On Saturday 20th of May, Flora Deborah went for a dig in Kibbutz Bar’am and came back to Tel Aviv with 320 kg of Volcanic soil.
During her weeklong residency at Eti Levi Project, she created an installation aiming to reach a point of juncture and of breakage between human’s consciousness, the environment and the physicality of both.
Playing with the dichotomy between the idea of land as an object and as a post human model of switched subjectivities, the artist wishes for the material to unlink itself from any given anthropocentric connotations.

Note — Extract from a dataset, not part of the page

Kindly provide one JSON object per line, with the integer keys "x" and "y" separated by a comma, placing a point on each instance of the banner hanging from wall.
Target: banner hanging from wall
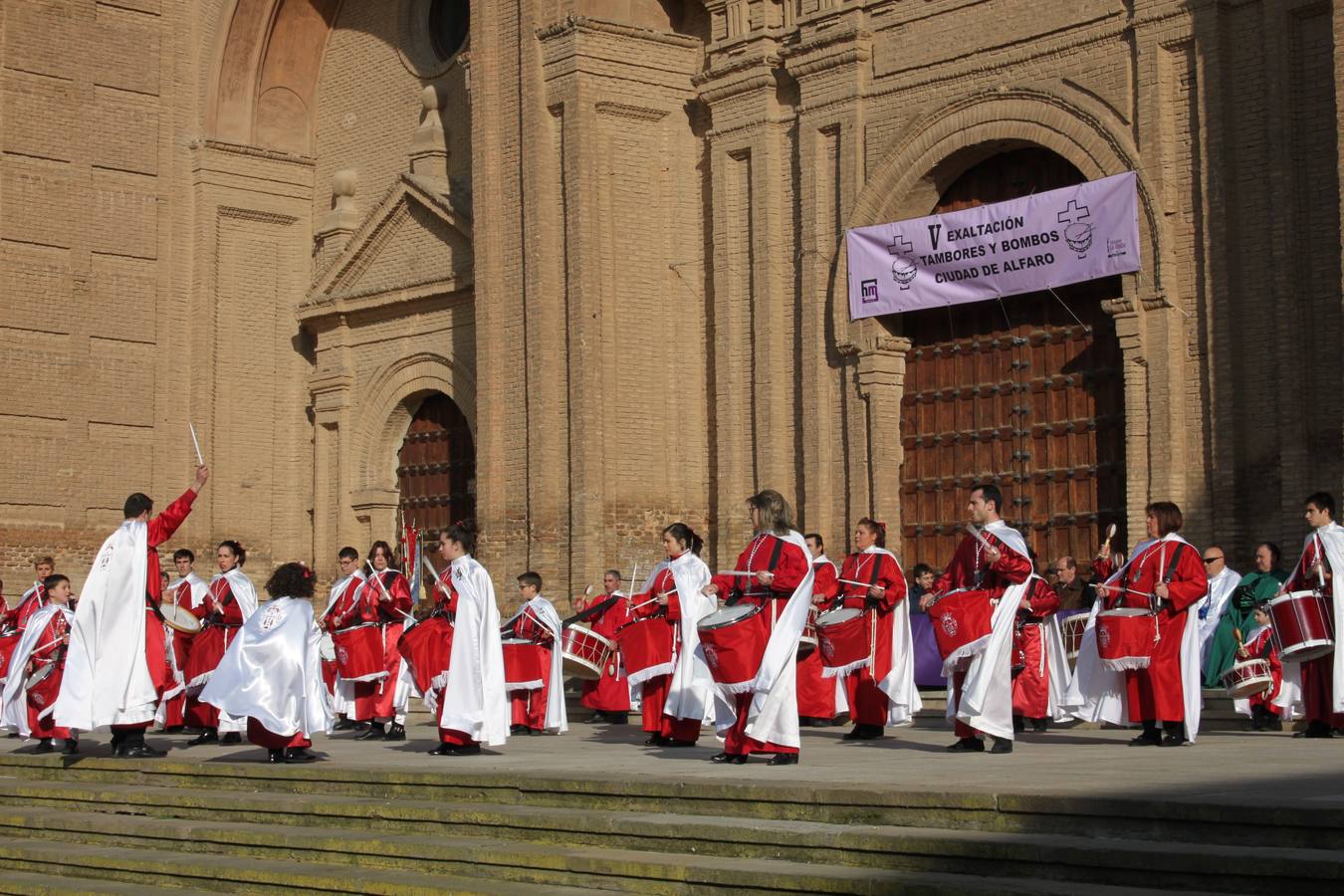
{"x": 1003, "y": 249}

Kibbutz Bar’am founded in 1949, was built in the premises of the oldest synagogue found in Israel and depicts a Marxist ideal of a collective of people working the land, finding pleasure in the work and sharing a communal life. A Jewish work ethic that replaced religious practice wishing to create a new type of society where all would be equal and free from exploitation.
Flora Deborah, born in France in 1984 is an MFA student at Bezalel Academy of the arts in Tel Aviv. Based in between countries she has shown works in London, Milan and Tel Aviv.
Flora makes interdisciplinary work that investigates being, the environment, ecology and internal identity, working across sculpture, photography, video and installation.
Notable exhibitions to date include Cramum prize, Saatchi Gallery and Photofusion.